Fortescue Metals Commits to Net Zero Emissions by 2040
Fortescue Metals Group (ASX: FMG) has, on the 16th of June, announced a goal to reduce their emissions to net-zero by 2040. The effort will be achieved through a new focus on hydrogen and battery electric energy solutions. FMG is working towards the Paris Agreement, which is an agreement between the United Nations aiming towards the long-term goal of stopping global temperatures rising above 2 degrees centigrade; a benchmark danger levels in global warming. This has seen US800 million invested in infrastructure projects pertaining to the use of renewable energy since October 2019. A US700 million investment in the Pilbara Energy Connect program is included in this, which in collaboration with developing projects will help replace 25 to 30 per cent of current fossil fuel energy with solar power.

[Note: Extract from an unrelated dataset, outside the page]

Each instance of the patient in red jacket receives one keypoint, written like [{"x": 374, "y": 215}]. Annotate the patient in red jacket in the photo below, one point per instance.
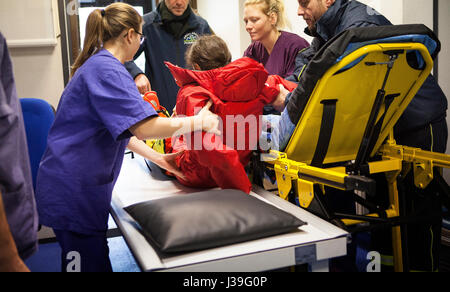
[{"x": 239, "y": 91}]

Technology is the key for FMG to reach its goal, with gas and renewable technology both being utilised to power the company at the moment. However, the group is planning to start moving towards hydrogen and battery electric solutions in the future. The Chichester Solar Gas Hybrid Project currently being developed is a prime example of how the company will source energy; with a 60-megawatt photovoltaic generation facility that will need a 60-kilometre transmission line to be built by FMG. Concerning the Pilbara Energy Connect, FMG will build, own and operate a US250 million transmission project which includes 275km of high voltage line that will connect to FMG’s mining sites. The US450 million Pilbara Generation project will comprise of 150-megawatt gas-powered and 150 megawatts provided by photovoltaic power generation.

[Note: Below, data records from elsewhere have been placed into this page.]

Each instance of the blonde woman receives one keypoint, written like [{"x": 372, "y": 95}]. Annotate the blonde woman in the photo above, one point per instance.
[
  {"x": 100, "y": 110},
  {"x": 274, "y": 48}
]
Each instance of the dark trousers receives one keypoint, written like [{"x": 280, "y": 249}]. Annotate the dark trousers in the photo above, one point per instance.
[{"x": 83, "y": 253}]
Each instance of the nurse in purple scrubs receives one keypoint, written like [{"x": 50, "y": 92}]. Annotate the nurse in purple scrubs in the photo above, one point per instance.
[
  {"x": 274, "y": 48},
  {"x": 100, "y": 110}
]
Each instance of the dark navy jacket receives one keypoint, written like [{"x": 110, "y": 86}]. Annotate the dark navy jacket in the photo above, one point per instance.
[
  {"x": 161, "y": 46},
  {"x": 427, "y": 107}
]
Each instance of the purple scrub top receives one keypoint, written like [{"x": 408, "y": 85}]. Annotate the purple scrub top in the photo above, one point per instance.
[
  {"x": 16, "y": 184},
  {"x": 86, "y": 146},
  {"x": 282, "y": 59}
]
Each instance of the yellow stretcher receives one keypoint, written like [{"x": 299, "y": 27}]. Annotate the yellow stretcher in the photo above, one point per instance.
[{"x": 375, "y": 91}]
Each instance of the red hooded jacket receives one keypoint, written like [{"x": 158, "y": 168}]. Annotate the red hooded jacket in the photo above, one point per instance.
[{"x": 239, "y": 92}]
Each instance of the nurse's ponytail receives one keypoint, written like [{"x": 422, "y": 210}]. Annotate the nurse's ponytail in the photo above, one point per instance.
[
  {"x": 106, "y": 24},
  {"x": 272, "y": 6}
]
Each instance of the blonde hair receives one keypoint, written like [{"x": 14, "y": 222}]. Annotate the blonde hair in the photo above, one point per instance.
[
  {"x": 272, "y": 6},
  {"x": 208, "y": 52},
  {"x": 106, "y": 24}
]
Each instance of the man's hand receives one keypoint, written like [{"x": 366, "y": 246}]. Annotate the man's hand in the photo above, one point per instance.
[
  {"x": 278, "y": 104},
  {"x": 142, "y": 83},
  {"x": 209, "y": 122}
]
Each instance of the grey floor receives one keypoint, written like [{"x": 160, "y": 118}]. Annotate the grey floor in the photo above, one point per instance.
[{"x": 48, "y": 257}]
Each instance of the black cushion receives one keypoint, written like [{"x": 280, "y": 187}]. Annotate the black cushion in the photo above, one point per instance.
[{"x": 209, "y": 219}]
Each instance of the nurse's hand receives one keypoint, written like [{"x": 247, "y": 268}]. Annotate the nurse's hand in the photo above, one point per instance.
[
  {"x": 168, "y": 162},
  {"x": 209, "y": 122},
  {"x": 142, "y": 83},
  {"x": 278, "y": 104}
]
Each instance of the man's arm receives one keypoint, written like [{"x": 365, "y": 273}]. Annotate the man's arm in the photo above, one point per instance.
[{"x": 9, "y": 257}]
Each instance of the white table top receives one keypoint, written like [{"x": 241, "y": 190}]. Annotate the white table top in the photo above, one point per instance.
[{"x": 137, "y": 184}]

Furthering their environmental objectives, FMG has partnered with Commonwealth Scientific Industrial Research Organisation (CSIRO) to develop a metal membrane which will have the commercial purpose of transporting ammonia and help with a process to generate pure hydrogen. This is an exciting development in the possibilities concerning energy. Unfortunately, FMG has been caught in a crossfire concerning the environment recently, with an AUD200 million dollar bill coming from residential homes that have been affected by iron ore dust in Port Hedland; where now the producers are to buy out the residents at above market value. However, it seems that BHP will be taking on most of the cost as it is argued that they were the largest exporter in the area. Depending on how negotiations go between the government and iron ore producers, FMG may be facing a fine.

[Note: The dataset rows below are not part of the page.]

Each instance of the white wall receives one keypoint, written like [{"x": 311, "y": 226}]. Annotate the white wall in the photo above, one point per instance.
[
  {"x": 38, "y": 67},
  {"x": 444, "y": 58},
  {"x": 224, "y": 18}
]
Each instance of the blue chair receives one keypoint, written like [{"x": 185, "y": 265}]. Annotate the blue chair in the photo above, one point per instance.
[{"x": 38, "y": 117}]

There will be governmental support for FMG environmental goals through the new AUD72 billion-dollar investment in infrastructure, which will create jobs and support iron ore producers in Western Australia. This announcement is more focused on the current state of the economy and not the environmental agenda, which will start shaping the iron ore producer’s future operations. Yet, many industries are using the current macroeconomic environment to pivot into greener energy which could be a signal to investors that the company is future focused.